Apple unveiled its iPhone 15 Pro this week, a handset powered by the all-new A17 Pro SoC. The industry’s first 3nm chip features 19 billion transistors and is comprised of a six-core CPU, made up of two performance cores and four efficiency cores, alongside a 16-core neural engine that can process up to 35 trillion operations per second.
Tom’s Hardware notes that the A17 Pro’s single-core Geekbench 6 performance is about 10% faster than its predecessor, the A16 Bionic, which is what Apple said during its Wonderlust event. Apple’s latest chip’s single-core score of 2,914 puts it in the same category as many desktop processors and is only around 10% behind the Ryzen 9 7950X (3,172) and Core i9-13900K (3,223).
These sorts of synthetic benchmarks don’t tell the whole story, though. For a start, the A17 Pro’s 3.75GHz operating frequency is far behind the 5.80GHz of the Ryzen and 6.0GHz of the Raptor Lake CPUs. It’s also comparing a mobile chip with a TDP of 7.5 – 8W against desktop CPUs with TDPs over 100W.
The other factor is the core count. The A17 Pro’s six cores help the chip to a multi-core score of 7,199, which is just 3% more than the A16 Bionic, suggesting that Apple made minimal architectural changes in its latest generation, if any.
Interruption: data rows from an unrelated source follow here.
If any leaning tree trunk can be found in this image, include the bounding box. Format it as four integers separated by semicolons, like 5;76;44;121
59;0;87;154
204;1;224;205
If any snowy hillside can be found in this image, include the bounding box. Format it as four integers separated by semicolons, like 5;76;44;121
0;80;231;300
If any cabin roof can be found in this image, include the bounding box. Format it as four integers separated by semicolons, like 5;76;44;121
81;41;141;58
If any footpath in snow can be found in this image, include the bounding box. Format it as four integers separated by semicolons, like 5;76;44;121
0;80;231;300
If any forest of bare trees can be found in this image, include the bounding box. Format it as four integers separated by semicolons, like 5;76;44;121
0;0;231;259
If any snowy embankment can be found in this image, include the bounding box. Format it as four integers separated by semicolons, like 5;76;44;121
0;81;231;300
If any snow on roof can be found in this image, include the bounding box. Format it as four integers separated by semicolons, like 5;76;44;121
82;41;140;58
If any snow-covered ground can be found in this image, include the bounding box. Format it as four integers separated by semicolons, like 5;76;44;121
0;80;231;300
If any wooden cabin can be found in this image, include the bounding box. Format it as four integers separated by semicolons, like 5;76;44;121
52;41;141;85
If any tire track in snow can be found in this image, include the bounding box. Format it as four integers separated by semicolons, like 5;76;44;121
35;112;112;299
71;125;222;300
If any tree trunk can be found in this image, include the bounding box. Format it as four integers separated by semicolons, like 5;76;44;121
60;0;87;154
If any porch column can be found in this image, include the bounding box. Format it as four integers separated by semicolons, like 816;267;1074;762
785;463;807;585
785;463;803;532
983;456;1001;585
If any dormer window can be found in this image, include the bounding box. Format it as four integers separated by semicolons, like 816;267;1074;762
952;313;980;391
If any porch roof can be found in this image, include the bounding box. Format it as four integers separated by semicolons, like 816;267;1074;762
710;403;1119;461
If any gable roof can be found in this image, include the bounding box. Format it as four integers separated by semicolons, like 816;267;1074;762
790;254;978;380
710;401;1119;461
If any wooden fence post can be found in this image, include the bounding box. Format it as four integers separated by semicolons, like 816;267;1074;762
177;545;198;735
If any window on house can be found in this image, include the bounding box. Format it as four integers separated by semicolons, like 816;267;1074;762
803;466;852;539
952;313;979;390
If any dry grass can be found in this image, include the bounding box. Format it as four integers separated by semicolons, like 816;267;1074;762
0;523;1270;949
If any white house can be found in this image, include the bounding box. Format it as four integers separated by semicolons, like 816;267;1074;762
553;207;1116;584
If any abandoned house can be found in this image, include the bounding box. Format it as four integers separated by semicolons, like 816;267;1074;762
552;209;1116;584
The Ryzen 9 7950X (16 cores) more than triples the A17 Pro’s multi-core score to 22,240, while the 24-core (8 performance, 16 efficient) i9-13900K has an even higher score of 22,744.
The A17 Pro certainly decimates Qualcomm’s current most powerful mobile chip, the Snapdragon 8 Gen 2, in both Geekbench 6 single-core (2,050) and multi-core (5,405) benchmarks.
The A17 Pro also features a six-core GPU with hardware-accelerated ray tracing that is said to offer up to four times faster ray tracing compared to software ray tracing on the A16 Bionic. It allows PC/console games such as Assassin’s Creed Mirage, Death Stranding, and the Resident Evil 4 Remake to be played natively on the handset.